The appellant sued the respondent for Sh. 2,300 being rent owed under a verbal agreement in 1951 by which the respondent was to pay Sh. 700 per month for seven rooms or stores. The respondent did not dispute that the agreement had been made and that he had paid only Sh. 500, but he relied on an assessment of the Central Rent Control Board made in 1954 by which the rent was assessed at Sh. 214 per month with effect from 1st July, 1954. The appellant asserted that the premises had been let as stores or business premises. The respondent claimed that they had been let as a dwelling-house and relied on the fact that the Central Rent Control Board had regarded them as such as it made the order.
The Magistrate refused to go behind the Board’s order and investigate its validity, ruling that it could be attacked only on an appeal from it or a review. Accordingly, he dismissed the claim.

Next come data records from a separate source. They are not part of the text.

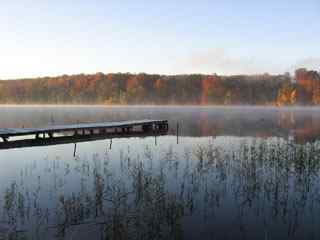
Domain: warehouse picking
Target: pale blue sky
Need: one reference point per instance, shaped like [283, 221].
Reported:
[40, 37]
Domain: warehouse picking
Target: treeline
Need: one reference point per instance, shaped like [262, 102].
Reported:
[126, 88]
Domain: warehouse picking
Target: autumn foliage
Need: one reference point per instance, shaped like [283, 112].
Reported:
[198, 89]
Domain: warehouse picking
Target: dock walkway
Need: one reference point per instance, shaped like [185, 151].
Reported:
[85, 130]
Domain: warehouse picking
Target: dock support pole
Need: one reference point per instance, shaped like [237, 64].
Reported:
[74, 150]
[177, 132]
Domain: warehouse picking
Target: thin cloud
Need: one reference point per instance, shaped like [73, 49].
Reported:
[221, 62]
[309, 63]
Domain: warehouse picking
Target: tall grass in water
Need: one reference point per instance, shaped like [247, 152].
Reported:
[268, 185]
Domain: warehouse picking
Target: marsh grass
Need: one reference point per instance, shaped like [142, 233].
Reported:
[141, 195]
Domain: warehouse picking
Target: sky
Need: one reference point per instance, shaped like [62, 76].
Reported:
[49, 38]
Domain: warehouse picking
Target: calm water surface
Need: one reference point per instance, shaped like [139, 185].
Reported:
[236, 172]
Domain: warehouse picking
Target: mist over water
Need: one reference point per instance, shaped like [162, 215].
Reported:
[237, 172]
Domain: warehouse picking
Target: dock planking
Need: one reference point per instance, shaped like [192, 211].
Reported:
[89, 130]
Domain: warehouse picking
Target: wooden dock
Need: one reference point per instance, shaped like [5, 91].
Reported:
[57, 134]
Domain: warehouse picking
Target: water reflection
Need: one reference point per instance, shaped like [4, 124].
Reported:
[301, 124]
[255, 189]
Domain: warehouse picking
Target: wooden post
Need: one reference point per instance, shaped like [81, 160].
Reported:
[74, 150]
[177, 132]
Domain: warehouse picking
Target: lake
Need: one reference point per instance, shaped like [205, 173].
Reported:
[232, 172]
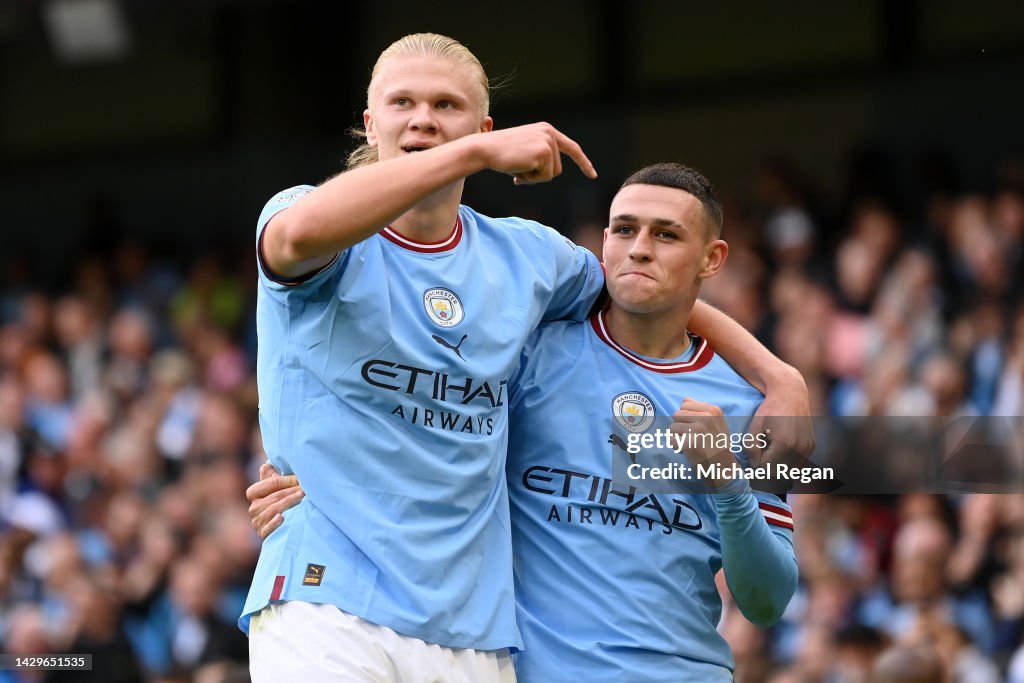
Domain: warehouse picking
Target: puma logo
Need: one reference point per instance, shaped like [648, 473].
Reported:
[443, 342]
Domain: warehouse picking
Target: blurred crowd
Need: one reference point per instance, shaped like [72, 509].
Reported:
[891, 306]
[128, 434]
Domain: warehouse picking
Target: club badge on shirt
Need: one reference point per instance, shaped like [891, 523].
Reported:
[633, 411]
[443, 306]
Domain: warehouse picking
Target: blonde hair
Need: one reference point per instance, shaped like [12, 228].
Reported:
[420, 45]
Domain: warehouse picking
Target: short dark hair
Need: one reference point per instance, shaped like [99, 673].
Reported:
[685, 178]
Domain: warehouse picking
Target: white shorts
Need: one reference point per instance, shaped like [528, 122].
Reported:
[307, 642]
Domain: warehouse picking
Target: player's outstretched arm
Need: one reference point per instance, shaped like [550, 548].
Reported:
[354, 205]
[760, 564]
[784, 414]
[269, 497]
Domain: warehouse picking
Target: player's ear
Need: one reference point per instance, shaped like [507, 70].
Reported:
[368, 125]
[716, 252]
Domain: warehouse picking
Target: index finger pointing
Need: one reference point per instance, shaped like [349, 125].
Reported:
[571, 148]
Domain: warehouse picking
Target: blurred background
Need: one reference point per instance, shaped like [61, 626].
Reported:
[870, 158]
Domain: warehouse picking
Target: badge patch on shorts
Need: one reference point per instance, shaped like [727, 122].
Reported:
[314, 574]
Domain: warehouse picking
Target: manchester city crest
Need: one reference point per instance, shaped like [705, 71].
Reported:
[443, 306]
[633, 411]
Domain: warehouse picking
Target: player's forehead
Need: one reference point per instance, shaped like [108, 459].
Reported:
[655, 204]
[433, 75]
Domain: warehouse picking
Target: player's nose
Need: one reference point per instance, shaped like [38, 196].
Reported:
[641, 247]
[423, 118]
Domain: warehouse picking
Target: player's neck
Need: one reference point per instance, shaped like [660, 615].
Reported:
[659, 335]
[433, 218]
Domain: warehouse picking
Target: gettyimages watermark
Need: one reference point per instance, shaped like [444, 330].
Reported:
[862, 456]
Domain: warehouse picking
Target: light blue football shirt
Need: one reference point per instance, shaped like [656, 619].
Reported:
[613, 585]
[383, 386]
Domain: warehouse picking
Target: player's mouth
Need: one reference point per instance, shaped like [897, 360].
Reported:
[637, 273]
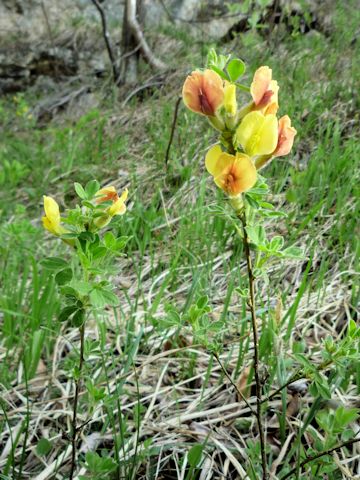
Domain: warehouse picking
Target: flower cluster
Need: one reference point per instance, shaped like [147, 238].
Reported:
[98, 210]
[250, 136]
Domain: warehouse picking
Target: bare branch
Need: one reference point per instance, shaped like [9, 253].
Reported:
[134, 26]
[107, 40]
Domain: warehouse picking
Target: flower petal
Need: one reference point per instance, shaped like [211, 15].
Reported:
[257, 133]
[286, 137]
[268, 135]
[51, 209]
[238, 174]
[212, 158]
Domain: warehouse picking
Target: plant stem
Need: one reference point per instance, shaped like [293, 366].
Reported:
[75, 429]
[319, 455]
[173, 126]
[234, 384]
[294, 378]
[256, 344]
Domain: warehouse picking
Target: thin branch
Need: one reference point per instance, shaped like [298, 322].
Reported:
[107, 40]
[256, 345]
[294, 378]
[134, 26]
[176, 111]
[75, 429]
[319, 455]
[234, 384]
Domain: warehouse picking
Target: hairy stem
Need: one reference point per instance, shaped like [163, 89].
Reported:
[256, 344]
[74, 427]
[234, 384]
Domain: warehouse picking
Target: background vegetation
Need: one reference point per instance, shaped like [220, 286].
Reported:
[153, 401]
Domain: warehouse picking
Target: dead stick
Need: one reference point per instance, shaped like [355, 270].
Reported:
[75, 429]
[256, 345]
[177, 104]
[107, 40]
[139, 36]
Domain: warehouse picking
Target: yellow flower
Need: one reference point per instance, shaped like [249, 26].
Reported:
[52, 219]
[232, 173]
[118, 206]
[264, 91]
[286, 136]
[230, 104]
[258, 133]
[203, 92]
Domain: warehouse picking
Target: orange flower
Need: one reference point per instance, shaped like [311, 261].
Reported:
[264, 91]
[285, 137]
[203, 92]
[232, 173]
[109, 194]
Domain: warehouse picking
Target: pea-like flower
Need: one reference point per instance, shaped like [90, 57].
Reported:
[257, 133]
[234, 174]
[52, 220]
[117, 207]
[286, 134]
[264, 91]
[203, 92]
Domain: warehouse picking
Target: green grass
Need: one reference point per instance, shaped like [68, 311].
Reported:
[179, 250]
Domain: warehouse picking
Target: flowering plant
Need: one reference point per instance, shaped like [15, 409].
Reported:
[83, 280]
[249, 138]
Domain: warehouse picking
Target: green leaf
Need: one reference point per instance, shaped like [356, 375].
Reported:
[293, 252]
[83, 288]
[109, 240]
[256, 234]
[344, 416]
[43, 447]
[78, 318]
[91, 188]
[236, 68]
[99, 252]
[202, 302]
[101, 297]
[323, 388]
[195, 455]
[64, 276]
[220, 72]
[54, 263]
[251, 201]
[66, 313]
[80, 191]
[276, 243]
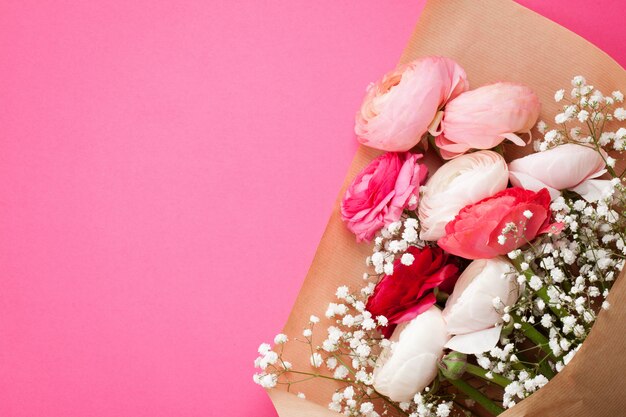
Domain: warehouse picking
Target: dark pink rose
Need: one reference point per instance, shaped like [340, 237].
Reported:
[408, 292]
[499, 224]
[379, 194]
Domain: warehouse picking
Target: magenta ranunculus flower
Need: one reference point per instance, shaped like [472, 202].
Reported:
[398, 109]
[406, 293]
[570, 166]
[379, 194]
[499, 224]
[484, 117]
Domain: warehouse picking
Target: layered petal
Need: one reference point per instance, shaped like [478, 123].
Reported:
[410, 364]
[380, 193]
[458, 183]
[397, 110]
[484, 117]
[499, 224]
[565, 167]
[408, 292]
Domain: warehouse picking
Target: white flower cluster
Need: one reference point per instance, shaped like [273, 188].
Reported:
[583, 116]
[393, 242]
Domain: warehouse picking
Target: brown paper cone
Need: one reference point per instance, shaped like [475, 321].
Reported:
[494, 40]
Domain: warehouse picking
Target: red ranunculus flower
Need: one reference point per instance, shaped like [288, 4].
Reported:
[499, 224]
[407, 293]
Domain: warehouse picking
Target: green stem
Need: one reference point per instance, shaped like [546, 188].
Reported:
[534, 335]
[542, 292]
[476, 395]
[542, 366]
[481, 373]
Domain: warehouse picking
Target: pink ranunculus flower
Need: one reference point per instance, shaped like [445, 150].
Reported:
[458, 183]
[499, 224]
[398, 109]
[484, 117]
[380, 193]
[470, 314]
[566, 167]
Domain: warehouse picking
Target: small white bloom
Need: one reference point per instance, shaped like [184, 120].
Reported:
[366, 407]
[558, 96]
[443, 410]
[343, 291]
[542, 127]
[407, 259]
[535, 283]
[583, 116]
[316, 360]
[610, 161]
[264, 348]
[341, 372]
[268, 381]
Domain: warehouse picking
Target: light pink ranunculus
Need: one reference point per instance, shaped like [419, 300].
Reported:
[566, 167]
[410, 364]
[458, 183]
[484, 117]
[398, 109]
[380, 193]
[480, 231]
[470, 314]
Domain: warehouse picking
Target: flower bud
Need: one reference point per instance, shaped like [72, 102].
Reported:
[453, 365]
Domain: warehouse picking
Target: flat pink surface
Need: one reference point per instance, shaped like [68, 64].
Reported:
[166, 171]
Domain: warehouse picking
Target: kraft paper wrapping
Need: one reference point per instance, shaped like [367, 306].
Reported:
[494, 40]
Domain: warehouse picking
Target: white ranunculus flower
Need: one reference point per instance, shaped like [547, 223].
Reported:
[570, 166]
[470, 313]
[458, 183]
[410, 364]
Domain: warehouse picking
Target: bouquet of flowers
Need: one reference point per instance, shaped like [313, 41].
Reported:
[485, 273]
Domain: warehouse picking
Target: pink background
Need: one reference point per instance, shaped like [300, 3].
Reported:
[166, 171]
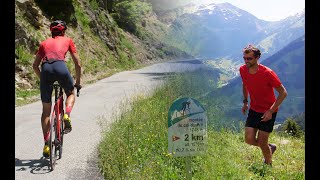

The appellants appealed on the grounds that there could be no estoppel by a previous judgment of the Board operating so as to defeat a claim for rent either for a period the subject or not the subject of specific adjudication by the Board, that while the Board was entitled to enquire into the facts to decide whether or not it had jurisdiction, its finding did not bind the Resident Magistrate, who could not on the facts before him have found, as did the Board (on the material before it), that the premises were controlled as having been “let” as a place of residence.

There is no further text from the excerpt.